A escolha causou grande debate no país e repercutiu ao redor do mundo, ganhando cada vez mais força na web. A exclusão de artistas negros da dublagem, em um momento em que Portugal e o mundo vem enfrentando crescentes tensões raciais, não caiu bem e um time de figuronas da cultura local iniciou um movimento para concertar o erro do estúdio. Jorge Mourato, que dá voz ao personagem principal, foi acusado de racismo e o ator se pronunciou sobre o assunto durante entrevista para o programa online “Na Casa do Unas”.
Após publicação no Instagram defendendo-se das críticas, Jorge voltou atrás e, durante a entrevista, afirmou ter errado. “Sim, errei na resposta que dei e na forma como abordei a coisa”, admitiu. “Depois do que eu sei hoje, provavelmente daria oportunidade a outras pessoas, neste caso a colegas meus negros”, disse ele, explicando que só aceitaria o papel caso fosse feito um casting e se chegasse à conclusão que não existia nenhum ator negro perfeito para o papel em questão. Mourato ainda afirmou que, quando aceitou dublar o protagonista, não tinha conhecimento sobre a trama e o marco histórico que a animação representava para a cultura negra.

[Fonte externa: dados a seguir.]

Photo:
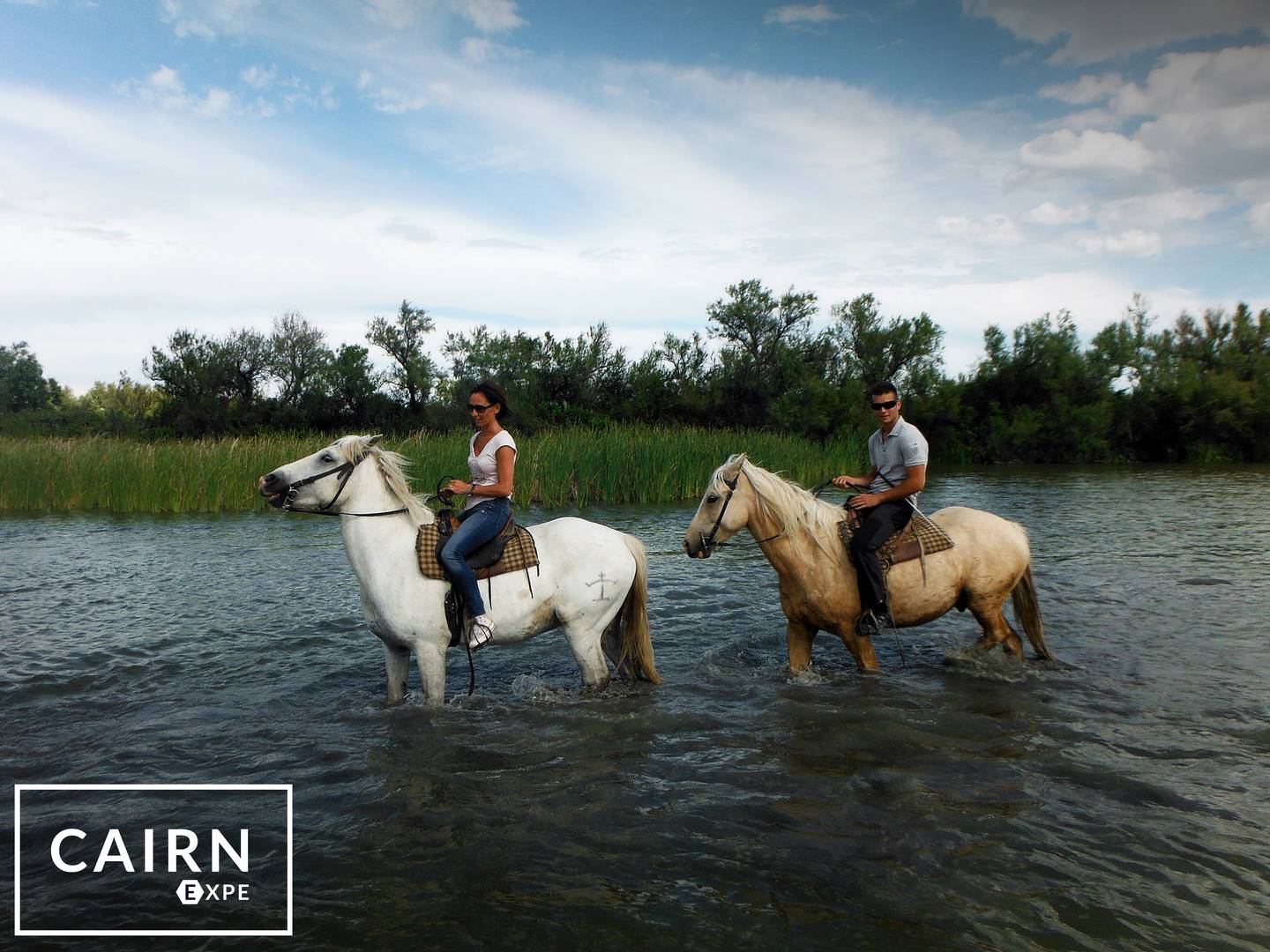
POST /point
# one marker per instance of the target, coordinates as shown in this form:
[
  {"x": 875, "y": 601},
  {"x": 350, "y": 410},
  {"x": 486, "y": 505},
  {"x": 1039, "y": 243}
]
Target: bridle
[
  {"x": 344, "y": 471},
  {"x": 707, "y": 541}
]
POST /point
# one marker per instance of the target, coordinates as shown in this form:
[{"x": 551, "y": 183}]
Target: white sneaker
[{"x": 481, "y": 632}]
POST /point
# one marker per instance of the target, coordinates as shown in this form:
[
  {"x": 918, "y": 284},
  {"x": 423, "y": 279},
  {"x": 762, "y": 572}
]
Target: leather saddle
[{"x": 488, "y": 555}]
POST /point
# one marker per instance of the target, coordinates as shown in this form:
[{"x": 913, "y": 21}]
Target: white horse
[{"x": 592, "y": 580}]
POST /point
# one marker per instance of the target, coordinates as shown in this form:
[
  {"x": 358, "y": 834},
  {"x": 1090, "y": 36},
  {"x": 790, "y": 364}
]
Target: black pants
[{"x": 879, "y": 524}]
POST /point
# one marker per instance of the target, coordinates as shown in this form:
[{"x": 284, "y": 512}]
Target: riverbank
[{"x": 557, "y": 467}]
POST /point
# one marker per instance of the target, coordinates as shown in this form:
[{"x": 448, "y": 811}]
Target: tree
[
  {"x": 352, "y": 381},
  {"x": 906, "y": 351},
  {"x": 23, "y": 385},
  {"x": 245, "y": 355},
  {"x": 758, "y": 324},
  {"x": 129, "y": 398},
  {"x": 401, "y": 339},
  {"x": 768, "y": 352},
  {"x": 297, "y": 353}
]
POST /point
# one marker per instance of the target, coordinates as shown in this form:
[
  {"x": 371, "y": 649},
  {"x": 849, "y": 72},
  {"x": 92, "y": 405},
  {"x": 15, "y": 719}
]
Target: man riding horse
[{"x": 898, "y": 452}]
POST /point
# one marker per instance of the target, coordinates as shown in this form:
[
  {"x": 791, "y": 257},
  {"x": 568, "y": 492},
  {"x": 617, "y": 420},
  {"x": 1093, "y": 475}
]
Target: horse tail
[
  {"x": 637, "y": 651},
  {"x": 1027, "y": 612}
]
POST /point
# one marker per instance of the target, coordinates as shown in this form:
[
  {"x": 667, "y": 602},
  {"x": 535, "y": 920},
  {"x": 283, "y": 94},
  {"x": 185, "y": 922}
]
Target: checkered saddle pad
[
  {"x": 917, "y": 539},
  {"x": 519, "y": 553}
]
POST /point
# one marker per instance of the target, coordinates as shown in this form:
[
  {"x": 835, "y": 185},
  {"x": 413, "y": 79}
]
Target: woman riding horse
[{"x": 492, "y": 464}]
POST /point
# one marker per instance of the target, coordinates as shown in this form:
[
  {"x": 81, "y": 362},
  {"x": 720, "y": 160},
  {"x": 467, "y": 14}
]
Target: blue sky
[{"x": 549, "y": 165}]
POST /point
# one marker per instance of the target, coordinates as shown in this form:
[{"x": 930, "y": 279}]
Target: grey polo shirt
[{"x": 903, "y": 447}]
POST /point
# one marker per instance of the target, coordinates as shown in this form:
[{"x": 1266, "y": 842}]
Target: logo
[{"x": 153, "y": 859}]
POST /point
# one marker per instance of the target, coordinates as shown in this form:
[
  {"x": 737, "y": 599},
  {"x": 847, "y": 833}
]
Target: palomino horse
[
  {"x": 592, "y": 580},
  {"x": 798, "y": 533}
]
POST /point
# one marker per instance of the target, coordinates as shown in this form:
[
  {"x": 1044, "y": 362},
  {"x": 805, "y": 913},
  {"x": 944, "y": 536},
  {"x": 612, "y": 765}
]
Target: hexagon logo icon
[{"x": 190, "y": 891}]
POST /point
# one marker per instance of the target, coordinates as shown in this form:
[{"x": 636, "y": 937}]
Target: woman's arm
[{"x": 504, "y": 461}]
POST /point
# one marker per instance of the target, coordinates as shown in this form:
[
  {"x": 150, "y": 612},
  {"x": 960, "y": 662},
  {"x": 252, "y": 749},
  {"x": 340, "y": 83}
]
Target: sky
[{"x": 549, "y": 165}]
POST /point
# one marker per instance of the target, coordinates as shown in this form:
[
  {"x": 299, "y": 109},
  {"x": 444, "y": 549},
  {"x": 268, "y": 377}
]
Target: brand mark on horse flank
[{"x": 600, "y": 582}]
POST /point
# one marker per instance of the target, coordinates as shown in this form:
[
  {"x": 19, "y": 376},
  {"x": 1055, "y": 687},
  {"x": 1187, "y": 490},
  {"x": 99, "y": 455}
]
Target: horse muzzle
[
  {"x": 273, "y": 489},
  {"x": 698, "y": 551}
]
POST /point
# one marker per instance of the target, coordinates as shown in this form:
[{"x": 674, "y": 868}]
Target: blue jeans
[{"x": 478, "y": 525}]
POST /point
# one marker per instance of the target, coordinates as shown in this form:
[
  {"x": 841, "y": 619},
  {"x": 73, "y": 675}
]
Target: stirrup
[
  {"x": 479, "y": 634},
  {"x": 868, "y": 625}
]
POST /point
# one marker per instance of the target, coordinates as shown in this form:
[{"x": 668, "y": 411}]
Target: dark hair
[{"x": 494, "y": 394}]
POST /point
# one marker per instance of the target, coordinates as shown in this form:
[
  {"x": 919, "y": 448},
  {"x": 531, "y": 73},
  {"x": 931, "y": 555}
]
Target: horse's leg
[
  {"x": 799, "y": 635},
  {"x": 397, "y": 666},
  {"x": 586, "y": 645},
  {"x": 860, "y": 649},
  {"x": 430, "y": 658},
  {"x": 611, "y": 643},
  {"x": 996, "y": 631}
]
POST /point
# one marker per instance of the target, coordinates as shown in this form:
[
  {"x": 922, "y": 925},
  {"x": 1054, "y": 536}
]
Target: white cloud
[
  {"x": 1260, "y": 217},
  {"x": 490, "y": 16},
  {"x": 990, "y": 230},
  {"x": 1134, "y": 244},
  {"x": 1050, "y": 213},
  {"x": 165, "y": 88},
  {"x": 802, "y": 14},
  {"x": 1093, "y": 31},
  {"x": 1086, "y": 152},
  {"x": 1085, "y": 90},
  {"x": 259, "y": 77},
  {"x": 182, "y": 25},
  {"x": 482, "y": 49},
  {"x": 217, "y": 101},
  {"x": 1162, "y": 208}
]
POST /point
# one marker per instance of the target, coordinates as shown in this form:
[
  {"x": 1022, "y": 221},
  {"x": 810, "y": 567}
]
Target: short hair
[{"x": 493, "y": 392}]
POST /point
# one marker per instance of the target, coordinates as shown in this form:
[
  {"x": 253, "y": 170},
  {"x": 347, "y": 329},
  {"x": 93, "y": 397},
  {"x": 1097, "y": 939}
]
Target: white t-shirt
[
  {"x": 903, "y": 447},
  {"x": 482, "y": 466}
]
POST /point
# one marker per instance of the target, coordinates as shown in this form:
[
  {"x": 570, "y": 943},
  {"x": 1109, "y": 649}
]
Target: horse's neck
[
  {"x": 787, "y": 551},
  {"x": 375, "y": 542}
]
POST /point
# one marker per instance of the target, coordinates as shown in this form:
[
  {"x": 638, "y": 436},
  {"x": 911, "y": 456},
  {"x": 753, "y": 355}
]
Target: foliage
[
  {"x": 1197, "y": 390},
  {"x": 23, "y": 385},
  {"x": 568, "y": 466},
  {"x": 401, "y": 338}
]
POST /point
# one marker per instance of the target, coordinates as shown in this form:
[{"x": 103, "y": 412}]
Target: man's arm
[
  {"x": 857, "y": 481},
  {"x": 915, "y": 481}
]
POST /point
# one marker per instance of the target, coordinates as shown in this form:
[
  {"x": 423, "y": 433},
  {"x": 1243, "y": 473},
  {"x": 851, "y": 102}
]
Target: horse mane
[
  {"x": 392, "y": 470},
  {"x": 788, "y": 504}
]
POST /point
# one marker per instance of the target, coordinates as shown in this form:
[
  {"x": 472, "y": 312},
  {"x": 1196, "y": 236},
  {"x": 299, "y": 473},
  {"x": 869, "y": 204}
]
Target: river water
[{"x": 1114, "y": 801}]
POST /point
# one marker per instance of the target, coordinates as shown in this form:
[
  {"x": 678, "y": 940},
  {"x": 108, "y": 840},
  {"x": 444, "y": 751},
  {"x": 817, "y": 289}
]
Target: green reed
[{"x": 571, "y": 466}]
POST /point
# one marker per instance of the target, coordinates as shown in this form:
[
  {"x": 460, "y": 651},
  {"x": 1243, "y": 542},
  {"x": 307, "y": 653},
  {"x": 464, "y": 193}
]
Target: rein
[
  {"x": 346, "y": 471},
  {"x": 709, "y": 544}
]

Disney se manifesta sobre a polêmica
A casa do rato mais famoso do mundo se pronunciou sobre o assunto em uma declaração à revista semanal portuguesa Sábado. “Esforçamo-nos para ser inclusivos nos nossos castings, contudo reconhecemos que há trabalho a fazer e estamos comprometidos em diversificar os talentos nas nossas dublagens, independentemente da geografia onde atuamos”, informou a empresa.
Uma aventura sem alma
O cantor Dino D’Santiago foi um dos primeiros a questionar a decisão do braço português do estúdio responsável pela animação. Por meio de uma publicação no Instagram feita no dia 30 de dezembro, o artista acusou que a versão lusitana da produção não tinha alma. “SOUL. Uma Aventura SEM Alma. SOUL estreia a nível mundial neste ano de 2020, que representou um dos anos mais importantes na história da humanidade na luta contra o racismo, e NÃO EXISTE REPRESENTATIVIDADE DA CULTURA AFRO-PORTUGUESA. Num elenco que conta com mais de 20 personagens e apenas 1 é negra??!!!”, indignou-se. “Portugal violou por completo o princípio que deu vida a este que, para NÓS, seria mais do que um filme de animação…”, acusou ele.
Confira as declarações completas do artista:
Ver essa foto no Instagram
Acompanhado por Mayra Andrade e Sara Tavares, além da modelo Ana Sofia Martins e do líder da ONG “SOS Racismo”, Mamadou Ba, Dino D’Santiago iniciou um abaixo assinado pedindo que a dublagem portuguesa de “Soul” seja refeita – dessa vez, com artistas negros que realmente representem o que está sendo mostrado na tela.
“Reclamamos por uma nova versão Portuguesa do filme ‘Soul’ da Disney e Pixar, respeitando a intenção original e reconhecendo a importância histórica deste momento. Porque este filme não é apenas mais um filme e o que ele representa importa”, relata o texto do abaixo-assinado.
O grupo de artistas afirma se preocupar com a representatividade e o legado da cultura negra representados pela versão original e afirma que não houve o mesmo cuidado com a dublagem portuguesa. “Não está em causa o habitual bom trabalho em dublagens feitas em Portugal ou a qualidade dos atores da versão portuguesa, mas há aqui a expectativa de respeito pela intenção original e pelo que este representa historicamente: ser o primeiro filme de animação com um protagonista negro, interpretado por vozes negras. As palavras respeito, representatividade e intenção são chave aqui”, reforça o texto.